Although BRD was the only pension company that did not pay a separate sales force, instead opting to use 1,500 of its employees, the fund succeeded in boasting the highest productivity on the private pensions market, after each BRD agent attracted 63 customers, four times the market average.
The performance of 260,000 agents that sold mandatory pensions differed considerably from one pension company to the next.
The most "diligent" agents were from BRD, with the bank's fund (BRD Fond de Pensii) being the only manager to announce from the outset that it would exclusively use the bank's employees to sell mandatory pensions, who will not get extra pay.
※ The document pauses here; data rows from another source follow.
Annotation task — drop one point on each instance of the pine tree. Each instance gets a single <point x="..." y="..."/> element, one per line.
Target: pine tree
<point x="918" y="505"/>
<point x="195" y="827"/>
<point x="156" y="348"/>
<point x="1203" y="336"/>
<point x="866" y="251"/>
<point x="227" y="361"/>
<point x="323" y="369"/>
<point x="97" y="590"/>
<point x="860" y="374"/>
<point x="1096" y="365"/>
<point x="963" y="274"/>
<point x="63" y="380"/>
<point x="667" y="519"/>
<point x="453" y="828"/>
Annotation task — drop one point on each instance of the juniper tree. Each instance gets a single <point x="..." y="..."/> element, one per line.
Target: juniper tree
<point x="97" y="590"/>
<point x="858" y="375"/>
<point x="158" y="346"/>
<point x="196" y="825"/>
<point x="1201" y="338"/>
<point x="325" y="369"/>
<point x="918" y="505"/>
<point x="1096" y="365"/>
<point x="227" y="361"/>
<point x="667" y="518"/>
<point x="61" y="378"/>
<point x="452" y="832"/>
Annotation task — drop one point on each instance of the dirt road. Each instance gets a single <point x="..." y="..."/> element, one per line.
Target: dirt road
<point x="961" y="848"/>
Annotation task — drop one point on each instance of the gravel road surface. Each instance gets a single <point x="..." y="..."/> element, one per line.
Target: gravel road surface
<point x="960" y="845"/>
Overall, BRD ranked ninth in the top ten pension companies.
ING Fond de Pensii (the market leader) can claim the second most industrious agents, after the fund attracted an average 27 customers per sales agent.
In comparison, agents from pension companies' sales forces attracted 17 customers on average. All statistics are calculated by ZF on the basis of data provided by pension firms, the National Pension Office (CNPAS), and the Private Pensions Commission (CSSPP).
The average of 17 customers/agent was surpassed by sales agents of Generali (22), Allianz-Tiriac (20), AIG (19) and BCR (19).
Out of the top ten pension firms the lowest productivity was registered by Omniasig agents (just 4 clients attracted per agent), with the weak performance accounted for by the relatively low level of fees the company granted for each signature. Aviva and Interamerican agents also performed below the market average.
According to statistical data, brokers and private pension intermediaries (external sales forces) on average registered lower productivity in comparison to internal agents across all 18 companies', namely 12 clients per agent.